One of the really cool things about working with Rails is that you can actually look at the source code – it’s a bit like seeing how a magician does all his tricks. I’m always interested in this type of code since it’s usually a very good indication of best practices.

I came across a little snippet of code while reading The Rails 3 Way that is a nice little example of how to build a collection of unique values in Ruby. This particular snippet is used to build a unique collection of values when the :uniq => true option is used on the AssociationCollection class within Active Record.

def uniq(collection = self)
  seen = Set.new
  collection.inject([]) do |kept, record|
    unless seen.include?(record.id)
      kept << record
      seen << record.id
    end
    kept
  end
end

Being pretty new to Ruby myself I didn’t understand all of it, which is what triggered this post.

This is the first time I’ve seen the Set class being used. I remember there being in Set class in C# as well, but it doesn’t seem to be a popular collection type. As I understand it a Set is very similar to an Array, except that order doesn’t matter (and isn’t preserved) and lookups are very fast. The description in the Ruby Documentation says it has ‘Hash’s fast lookup’ which would suggest to me that lookups are O(1). From the description it sounds particularly applicable to this problem.

The second bit I found confusing was the usage of Enumerable#inject. I’ve blogged about this bit of magic before, but this particular overload seems a bit different. Again, the Ruby Documentation is pretty useful for figuring out what’s going on.

So basically we want to loop over the list of values and only keep those which are unique. As we are looping we maintain 2 lists – all the ids we have already encountered and the current list of unique records.
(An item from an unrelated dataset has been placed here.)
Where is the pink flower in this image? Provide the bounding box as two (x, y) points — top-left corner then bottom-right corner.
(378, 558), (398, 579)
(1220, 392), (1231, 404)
This particular overload of the inject method takes an initial list of values (an empty array, in this case) and a block with 2 parameters. The first parameter – kept – is a reference to the last returned value from each iteration in inject. The second parameter – record – is the current value we are looping over. Once you understand the parameters and realize that a Set can almost be treated like an array, the code is straightforward.

If you’re unfamiliar with Ruby keep in mind a method will always return the last evaluated expression (unless there is an explicit return statement) – that’s why there is a single line at the end evaluating the value of kept.

Happy coding.